29/10/2020
🔝Nesta época do ano, é comum que empresas contratem para vagas temporárias de trabalho, suprindo a demanda de final de ano. Para os contratos celebrados após 11/11/2017, já valem as regras aprovadas na Lei da Terceirização e Trabalho Temporário (Lei 13.429/2017). Lembrando-se que o trabalho temporário é aquele prestado por um empregado a uma empresa para atender à necessidade de substituição provisória de empregado permanente ou para suprir demanda complementar de serviços, como ocorre agora, no período de Natal.
▶️Pelas novas regras, o contrato de trabalho não poderá exceder 03 meses, mas há previsão para prorrogação por até 180 dias consecutivos ou não, além de poder haver uma prorrogação de mais 90 dias, se comprovada à manutenção das condições que levaram a contratação temporária.
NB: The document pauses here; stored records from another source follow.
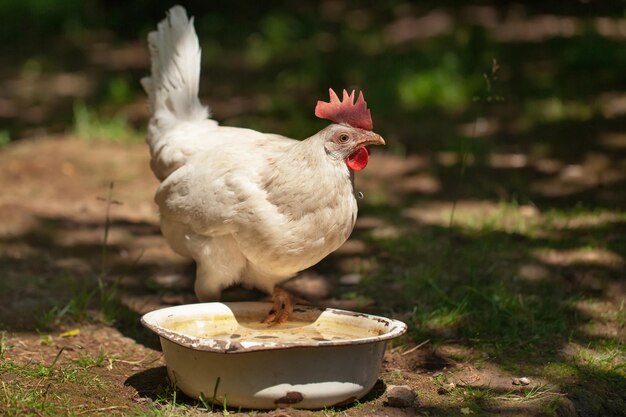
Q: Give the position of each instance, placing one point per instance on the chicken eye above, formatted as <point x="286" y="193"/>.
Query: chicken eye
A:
<point x="343" y="138"/>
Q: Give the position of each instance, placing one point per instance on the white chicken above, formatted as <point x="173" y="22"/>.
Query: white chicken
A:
<point x="249" y="207"/>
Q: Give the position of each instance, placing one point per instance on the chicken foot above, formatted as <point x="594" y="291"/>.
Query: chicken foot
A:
<point x="281" y="309"/>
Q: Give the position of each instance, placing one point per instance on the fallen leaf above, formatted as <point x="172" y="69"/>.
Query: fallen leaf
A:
<point x="71" y="333"/>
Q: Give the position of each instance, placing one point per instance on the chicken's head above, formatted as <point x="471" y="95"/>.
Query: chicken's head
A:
<point x="349" y="137"/>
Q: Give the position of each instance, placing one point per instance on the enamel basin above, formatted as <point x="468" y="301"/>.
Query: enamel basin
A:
<point x="318" y="358"/>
▶️Quanto as verbas trabalhistas devidas com a rescisão do contrato de trabalho temporário são as mesmas verbas de um contrato por prazo indeterminado, devem ser pagos o saldo de salário, férias proporcionais + 1/3 e 13º salário proporcionais, ou seja, em se tratando de contrato com prazo certo para terminar, não são devidos neste caso o aviso prévio e nem a multa dos 40% sobre o FGTS.
👉Das diversas discussões a respeito perante a Justiça do Trabalho são à estabilidade da gestante e dos acidentes de trabalho, sendo predominante nestes casos de trabalhadores temporários terão direito à estabilidade gravídica e acidentaria, sendo certo que embora não haja a formação de vinculo de emprego entre o trabalhador e a tomadora de serviços esta previsto há responsabilidade subsidiaria entre as empresas contratantes o que importará na falta de pagamentos de direitos a tomadora de serviços pode ser acionada.